The Department of Justice in March 2021 also announced a reinterpretation of Title IX, but it based its opinion in part on federal appeals-court case Grimm vs. Gloucester County, in which the majority of judges held that denying a transgender high school boy access to the boys’ bathroom constituted Title IX discrimination.
Twin Suit
A coalition of states largely matching those now suing USDA also sued the U.S. Department of Education last August, generally for the same reason: the agency’s application of Bostock to Title IX.
The Department of Education likewise had pledged to strip funding from states that didn’t fall in line with the new interpretation of Title IX.
The U.S. District Court for Eastern Tennessee, the same court now contemplating the states’ suit against the USDA, has temporarily blocked the education department’s Title IX mandates.

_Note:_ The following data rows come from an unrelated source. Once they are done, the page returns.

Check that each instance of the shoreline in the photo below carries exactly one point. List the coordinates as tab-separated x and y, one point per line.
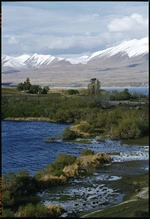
44	119
142	194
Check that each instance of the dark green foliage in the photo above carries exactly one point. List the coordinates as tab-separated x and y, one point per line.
86	152
16	187
24	86
73	92
7	213
39	210
118	122
56	168
69	134
86	128
123	95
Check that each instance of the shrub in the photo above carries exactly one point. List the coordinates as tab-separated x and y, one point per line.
86	128
7	213
86	152
69	134
56	168
39	210
73	92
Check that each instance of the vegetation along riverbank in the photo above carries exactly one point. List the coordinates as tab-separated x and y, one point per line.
100	115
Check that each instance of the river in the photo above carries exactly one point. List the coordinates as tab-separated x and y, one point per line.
23	147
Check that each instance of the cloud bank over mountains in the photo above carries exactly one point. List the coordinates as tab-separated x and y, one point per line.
59	28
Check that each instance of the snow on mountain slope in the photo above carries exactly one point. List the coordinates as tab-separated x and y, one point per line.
131	48
78	60
8	61
38	60
23	58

“Because the Department of Education so far has not prevailed in the states’ lawsuits against its (mandates)… (Biden) seemingly decided to use the USDA to accomplish its rewriting of Title IX through other means,” reads the complaint against the USDA.
This June, Biden signed another executive order, this time aimed at fighting state legislation against transgender-accommodative policies.
“Three hundred discriminatory bills introduced in states across the country,” Biden had said, “(are part of) the ultra-MAGA agenda attacking families and our freedoms.”